The post points out that if you have an Apple ID, you can easily sign in at iCloud’s site and give it a whirl. Included in the suite of applications will be Numbers, Pages, and Keynote, the Apple-made equivalents of Excel, Word, and PowerPoint. And as long as you’ve got all your Apple-made devices synced with the same ID, creating a document in Pages should sync across all your gadgets. That means that if you work on a new document at home on your Macbook and save it to iCloud, you’ll then be able to grab your iPad and continue working at the coffee shop down the street. Later on, if you’re stuck sitting at a meeting, you can get right back to work on fixing typos with your iPhone.

As great as all that sounds, the TechCrunch post rightly points out that it’s not clear right now what fees—if any—Apple will charge its users to take advantage of this cloud-based wonderfulness. Currently, Office 365 offers a few different plans, starting at $60 for one user for a year, or $6 per month for a yearly cost of $72. Currently the beta period for iCloud is free, but don’t be surprised if Apple sees a place it can earn some cash from its users.

Of course, when you compare all of this to Google’s Drive—which is free to everyone—getting charged any amount feels a little harsh.

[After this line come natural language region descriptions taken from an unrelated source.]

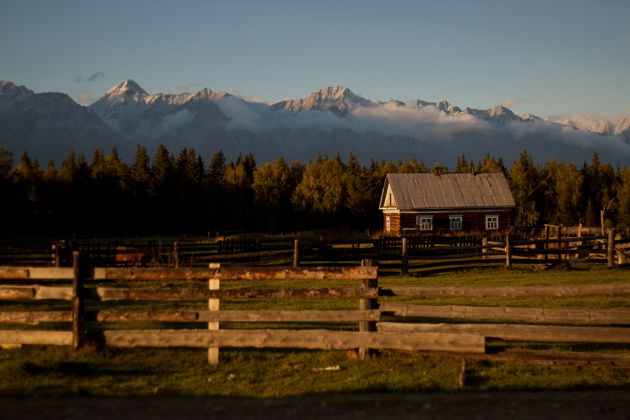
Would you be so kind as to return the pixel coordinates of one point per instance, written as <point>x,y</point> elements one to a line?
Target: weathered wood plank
<point>113,315</point>
<point>258,273</point>
<point>34,317</point>
<point>305,339</point>
<point>36,273</point>
<point>524,291</point>
<point>291,316</point>
<point>507,313</point>
<point>109,293</point>
<point>35,292</point>
<point>53,338</point>
<point>245,255</point>
<point>544,333</point>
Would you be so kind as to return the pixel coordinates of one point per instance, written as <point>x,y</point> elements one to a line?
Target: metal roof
<point>455,190</point>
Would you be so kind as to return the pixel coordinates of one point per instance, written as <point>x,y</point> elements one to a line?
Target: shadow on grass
<point>77,369</point>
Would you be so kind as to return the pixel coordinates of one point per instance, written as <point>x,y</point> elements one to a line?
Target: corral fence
<point>419,254</point>
<point>138,307</point>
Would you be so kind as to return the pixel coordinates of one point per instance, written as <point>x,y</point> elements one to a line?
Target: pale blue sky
<point>545,57</point>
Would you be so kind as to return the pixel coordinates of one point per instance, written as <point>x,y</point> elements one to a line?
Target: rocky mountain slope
<point>330,120</point>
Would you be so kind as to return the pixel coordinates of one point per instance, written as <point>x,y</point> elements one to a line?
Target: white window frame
<point>424,222</point>
<point>456,222</point>
<point>492,222</point>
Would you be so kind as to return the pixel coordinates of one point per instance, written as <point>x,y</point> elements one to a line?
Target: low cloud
<point>91,78</point>
<point>85,98</point>
<point>393,131</point>
<point>184,87</point>
<point>513,102</point>
<point>95,76</point>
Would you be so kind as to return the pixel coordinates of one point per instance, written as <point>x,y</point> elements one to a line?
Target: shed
<point>442,203</point>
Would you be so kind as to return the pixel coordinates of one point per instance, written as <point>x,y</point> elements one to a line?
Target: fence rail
<point>423,255</point>
<point>109,284</point>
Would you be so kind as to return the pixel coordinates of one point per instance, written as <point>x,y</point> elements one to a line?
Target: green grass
<point>41,370</point>
<point>275,373</point>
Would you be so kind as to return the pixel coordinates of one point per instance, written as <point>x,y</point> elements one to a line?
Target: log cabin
<point>431,203</point>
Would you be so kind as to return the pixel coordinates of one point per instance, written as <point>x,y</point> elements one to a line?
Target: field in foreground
<point>574,405</point>
<point>42,371</point>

For the longest time, the divide between devotees of Apple and Microsoft was fairly clear in its delineation. Microsoft was for people who did business, what with its suite of word processing and spreadsheet apps—and let’s not forget about the all-important PowerPoint. Meanwhile, artists and other “creative” flocked toward Apple’s products, with its inspired designs and visual arts-focused applications. But these days, both companies are moving toward the middle, with Windows 8’s tiled Metro user interface and Apple’s emphasis on providing productivity software possibilities for its users. Now that iWork for iCloud will be going head-to-head against Microsoft’s Office 365, it’ll be interesting to see what other “lessons” each company “learns” from the other.